The standard back row is often avoided by some people who find it problematic to bend over or lift heavy weights because of their hips or back.

Fortunately, the seated row with band puts less strain on the spine thus, making training effective.

SEATED ROW WITH BAND ALTERNATIVES

SEATED CABLE ROW

The seated cable row and the seated row with band are almost identical. The former is a great compound exercise that develops the back muscles and the forearms.

CHEST-SUPPORTED ROW MACHINE

A chest-supported row machine is an isolation exercise that involves supporting your chest against a machine. Thus, the tension is taken away from the muscles responsible for the bending and straightening of your back.

Consequently, the biceps, traps, and lats are isolated and worked on effectively.

SEATED ROW WITH BAND MISTAKES TO AVOID

OUTWARD ELBOWS

Do not lift your elbows up and out as this will majorly work your biceps instead of the lats and rhomboids. As you pull, your elbows should be kept against your body.

SHRUGGED SHOULDERS

Do not shrug your shoulders as this will place too much focus on the traps. Keep your shoulders back and down as you pull the weight.

ROUNDED BACK

Do not round your back at any point during the exercise. Ensure you maintain a neutral back by engaging your abs and focusing on keeping your spine straight.

SWINGING TORSO

Do not move your torso during the exercise because the targeted muscles won’t feel any tension. Instead, brace your core to help you stabilize the torso.

RAPID MOVEMENTS

Do not rush the exercise. Jerky and quick movements will not fully activate your muscles.
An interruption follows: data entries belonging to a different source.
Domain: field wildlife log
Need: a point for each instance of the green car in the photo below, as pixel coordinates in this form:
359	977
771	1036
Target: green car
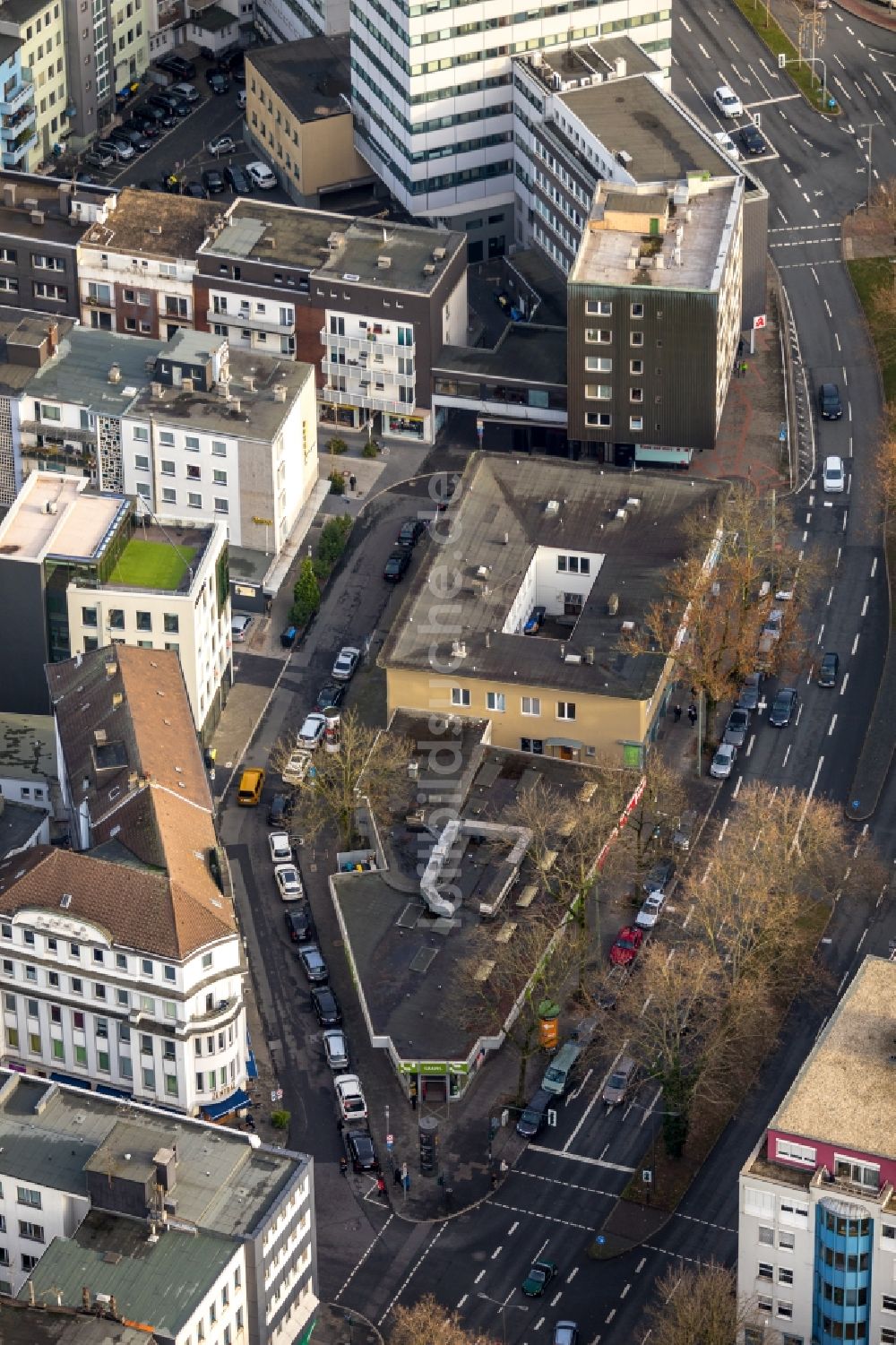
538	1278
Ensure that you perform each repetition slowly.

PARTIAL RANGE OF MOTION

Do not extend your arms partially as this will not properly work your targeted muscles. Even though, it will help you lift more weight, you will not get maximum benefits.

Ensure that you allow each rep to go through the full range of motion.

CONCLUSION

The seated row with band is a great upper back strengthening workout that does not require picking up any weights. However, like any other exercise, it requires that you use the correct form and movement to be effective and prevent injury.

So, if you want a strong and sculpted back, pick up your resistance band now!